Literature DB >> 11720245

Quantitative reverse transcriptase polymerase chain reaction assay for mouse androgen receptor mRNA.

G J Foxley1, Q Dong, D J Handelsman.   

Abstract

A quantitative reverse transcriptase polymerase chain reaction (RT-PCR) assay for mouse androgen receptor (AR) mRNA was developed to study relative changes in AR gene expression. Serial dilutions of a standard comprising a fragment of the ampicillin resistance gene flanked by the primer sequences of the AR mRNA were added to a constant amount of total RNA for RT-PCR. Primers were designed to generate a 541-bp fragment of mouse AR mRNA (target [T]) and a 460-bp fragment of the standard (S). PCR products were resolved by gel electrophoresis and quantitated by densitometry.
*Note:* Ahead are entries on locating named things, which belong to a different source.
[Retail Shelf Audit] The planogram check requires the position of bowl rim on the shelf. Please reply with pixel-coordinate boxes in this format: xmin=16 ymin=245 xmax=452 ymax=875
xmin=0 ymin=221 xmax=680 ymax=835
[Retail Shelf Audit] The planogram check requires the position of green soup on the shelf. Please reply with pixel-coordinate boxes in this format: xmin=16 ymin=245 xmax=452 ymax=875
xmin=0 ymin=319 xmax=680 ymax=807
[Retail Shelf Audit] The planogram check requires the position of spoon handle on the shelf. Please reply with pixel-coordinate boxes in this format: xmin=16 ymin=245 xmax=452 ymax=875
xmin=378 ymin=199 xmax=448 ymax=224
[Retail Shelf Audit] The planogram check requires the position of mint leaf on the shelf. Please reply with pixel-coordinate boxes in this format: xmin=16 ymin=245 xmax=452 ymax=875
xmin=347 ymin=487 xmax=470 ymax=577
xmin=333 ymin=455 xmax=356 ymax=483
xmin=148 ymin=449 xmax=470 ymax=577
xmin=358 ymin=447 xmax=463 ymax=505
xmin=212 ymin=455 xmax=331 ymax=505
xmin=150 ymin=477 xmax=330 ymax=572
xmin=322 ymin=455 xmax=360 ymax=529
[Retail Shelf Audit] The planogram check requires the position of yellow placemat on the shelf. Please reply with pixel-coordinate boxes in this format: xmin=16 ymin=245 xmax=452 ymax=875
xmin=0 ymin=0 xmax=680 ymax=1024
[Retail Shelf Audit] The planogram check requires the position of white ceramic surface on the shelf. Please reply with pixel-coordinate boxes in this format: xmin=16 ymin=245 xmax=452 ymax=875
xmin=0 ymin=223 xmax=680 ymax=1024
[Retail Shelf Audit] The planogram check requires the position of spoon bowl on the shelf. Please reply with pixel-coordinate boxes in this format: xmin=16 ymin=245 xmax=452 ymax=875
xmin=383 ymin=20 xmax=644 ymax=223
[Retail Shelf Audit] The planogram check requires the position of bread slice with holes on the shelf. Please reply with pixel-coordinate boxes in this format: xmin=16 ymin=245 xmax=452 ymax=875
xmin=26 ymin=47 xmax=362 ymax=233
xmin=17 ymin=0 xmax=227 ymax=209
A standard curve was generated for each sample by plotting the logarithm of T/S products vs the logarithm of the amount of S added. The amount of T was determined from the standard curve where intensities of PCR products of T and S were equal. The assay was validated by measuring the relative abundance of AR mRNA in 10 mouse tissues, and results were consistent with studies of AR expression in rat tissues. Assay reproducibility, tested by repeating assays on four different tissues on different days from the RT step, had a coefficient of variation of 6-16%. The current assay is thus both reproducible and valid in quantitation of mouse AR mRNA.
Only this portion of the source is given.